4.1.2.1. Classes and functions

class hop.density.BfactorDensityCreator(pdb, delta=1.0, atomselection='resname HOH and name O', metadata=None, padding=1.0, sigma=None)

Create a density grid from a pdb file using MDAnalysis.

dens = BfactorDensityCreator(psf,pdb,…).PDBDensity()

The main purpose of this function is to convert crystal waters in an X-ray structure into a density so that one can compare the experimental density with the one from molecular dynamics trajectories. Because a pdb is a single snapshot, the density is estimated by placing Gaussians of width sigma at the position of all selected atoms.

Sigma can be fixed or taken from the B-factor field, in which case sigma is taken as sqrt(3.*B/8.)/pi.

TODO:

  • Make Gaussian convolution more efficient (at least for same sigma) because right now it is VERY slow (which may be acceptable if one only runs this once)
  • Using a temporary Creator class with the PDBDensity() helper method is clumsy (but was chosen as to keep the PDBDensity class clean and __init__ compatible with Density).

Construct the density from psf and pdb and the atomselection.

pdb : str
PDB file or MDAnalysis.Universe;
atomselection : str
selection string (MDAnalysis syntax) for the species to be analyzed
delta : float
bin size for the density grid in Angstroem (same in x,y,z) [1.0]
metadata : dict
dictionary of additional data to be saved with the object
padding : float
increase histogram dimensions by padding (on top of initial box size)
sigma : float
width (in Angstrom) of the gaussians that are used to build up the density; if None (the default) then uses B-factors from pdb

For assigning X-ray waters to MD densities one might have to use a sigma of about 0.5 A to obtain a well-defined and resolved x-ray water density that can be easily matched to a broader density distribution.
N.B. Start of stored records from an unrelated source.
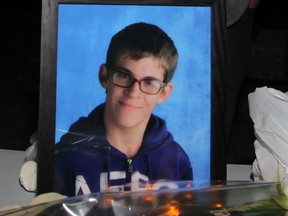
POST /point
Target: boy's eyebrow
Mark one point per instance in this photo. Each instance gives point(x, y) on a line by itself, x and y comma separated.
point(125, 70)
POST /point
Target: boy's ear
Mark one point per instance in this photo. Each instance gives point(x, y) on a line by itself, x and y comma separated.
point(103, 76)
point(165, 93)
The following creates the density with the B-factors from the pdb file:

DC = BfactorDensityCreator(pdb, delta=1.0, atomselection="name HOH",
                           padding=2, sigma=None)
density = DC.Density()

density_from_PDB() for a convenience function

PDBDensity(threshold=None)

Returns a PDBDensity object.

The PDBDensity is a Density with a xray2psf translation table; it has also got an empty bulk site inserted (so that any further analysis which assumes that site number 1 is the bulk) does not discard a valid site.

threshold Use the given threshold to generate the graph; the threshold
is assumed to be in the same units as the density. None: choose defaults (1.0 if bfactors were used, 1.3 otherwise)
class hop.density.DensityCollector(name, universe, **kwargs)
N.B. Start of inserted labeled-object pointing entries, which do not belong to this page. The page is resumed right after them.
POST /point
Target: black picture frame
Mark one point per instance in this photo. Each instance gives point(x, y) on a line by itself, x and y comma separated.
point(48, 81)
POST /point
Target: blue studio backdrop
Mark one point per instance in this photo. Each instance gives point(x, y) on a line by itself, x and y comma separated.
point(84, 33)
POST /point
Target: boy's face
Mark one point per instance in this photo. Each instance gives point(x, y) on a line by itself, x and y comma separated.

Collect subsequent coordinate frames to build up a Density.

class hop.density.PDBDensity(grid=None, edges=None, filename=None, dxfile=None, parameters=None, unit=None, metadata=None)

Density with additional information about original crystal structure.
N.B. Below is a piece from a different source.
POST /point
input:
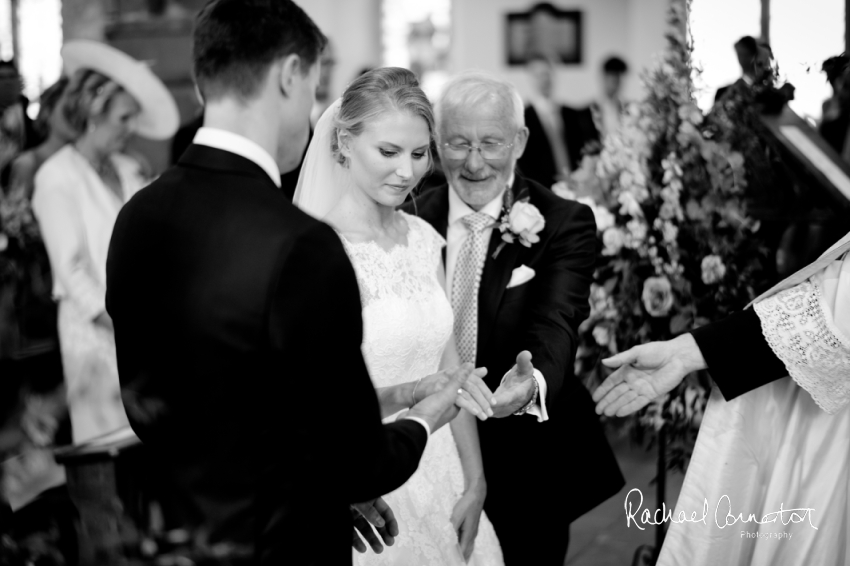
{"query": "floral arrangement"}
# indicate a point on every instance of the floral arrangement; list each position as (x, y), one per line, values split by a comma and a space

This is simply the Density class (see below) enhanced by the add_xray2psf(), W(), and Wequiv() methods.

Note that later analysis often ignores the site with the bulknumber by default so one should (after computing a site map) also insert an empty bulk site:

# canonical way to build a PDBDensity # (builds the sitepa at threshold and inserts a pseudo bulk site) xray = BfactorDensityCreator(…).PDBDensity(threshold)

# rebuild site map xray.map_sites(threshold) # map sites at density cutoff threshold xray.site_insert_nobulk() # insert ‘fake’ bulk site at position SITELABEL[‘bulk’]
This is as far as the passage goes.